Motivation

I just spent some time cleaning up my SSH config files (such as combining a bunch of similar "Host" sections under one heading, so as to avoid duplicating config stanzas.)

I also decided to clean up known_hosts to only contain what is in my config file.  I want it to be easy to securely seed new systems, I like the "clean" feeling of knowing there is no old cruft in there, and I think having cruft is a security hole anyway.  Maybe I once accepted a certain host key, assessing that it was OK in one context, or for a temporary throwaway account – but if the host is not in my config file, I probably don't want its key permanently in my known_hosts.  That's why I want to easily know what's in it, and manipulate its contents.

My Configuration

I keep an ssh config file with hostnames, some nonstandard ports, and pointers to encrypted authentication keys I load into an SSH authentication agent. I just put it into a local git repository today, because I have found that useful for other configuration files.

Why Use HashKnownHosts?

HashKnownHosts is supposed to be to prevent address-harvesting attacks. The address and (port number if non-standard) are hashed cryptographically with a salt, to make it more difficult for worms or crackers to slurp up targets.

Why Not Use HashKnownHosts?

HashKnownHosts makes it difficult to maintain a known_hosts file. Want to edit the file to remove a certain host? You can't do it by hand, you need the ssh-keygen tool to do it for you.

Want to filter out outdated entries? You'll either have to crack the hashes, or enumerate every entry you want to keep, and remove the ones you want to by elimination (which is like cracking the hashes with a dictionary attack.) This is what I had to do to recover the keys I wanted to keep, to check in a nice, clean file to git.

Want to merge hashed known_hosts files from different hosts or user accounts? You'll have to (or at least may want to, for file cleanliness) de-duplicate hashes of the same hostname but with a different salt.

Want to just know what's in your file? You'll have to dictionary-attack it.

After all that inconvenience, I'm not sure hiding the connection history is even all that valuable. In my configuration, I only use cryptographic keys for authentication, necessitating (AFAICT) a unique entry in my config file for every host, listing hostnames and what port to connect to and what key to use. That's right, machine-readable instructions on how to connect to every host I connect to, with potentially more information than known_hosts has (such as a username.) (The keys are encrypted though.) Pretty much the exact same situation as an unhashed known_hosts – connection information with just the last authentication factor (a password, or private key encryption passphrase) missing.

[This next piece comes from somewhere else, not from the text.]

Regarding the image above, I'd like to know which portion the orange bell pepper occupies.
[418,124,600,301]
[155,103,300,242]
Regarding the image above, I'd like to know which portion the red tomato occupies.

Maybe that means the names in the config file should be hashed, too. Besides the annoyance that would bring, this still just seems to obscure how bad having your config or known_hosts files accessible to an attacker are. You could just as well have a backdoored ssh in your PATH that logs everything you do, or another machine on the network sniffing for SSH packets and logging where they are going. Your shell history file may have connection details. If you're relying on unique hostnames or non-standard ports to bandaid over weak passwords or whatever, you've got worse problems.

And as I mentioned, an opaque, difficult-to-audit trusted key database could be a security liability of its own.  This file isn't some MRU auto-completion nicety, it's a security mechanism to prevent man-in-the-middle attacks.  You wouldn't want your browser keeping only the hashes of URLs you'd added SSL certificate exceptions for (such as for self-signed certs), would you?

Is it worth extra administrative burden to obscure connection information that will probably be obtainable from other sources anyway?  I'm thinking not, so for now I've disabled HashKnownHosts (was enabled by default in Ubuntu.) Luckily it's easier to re-hash later if I want to, than it was to unhash.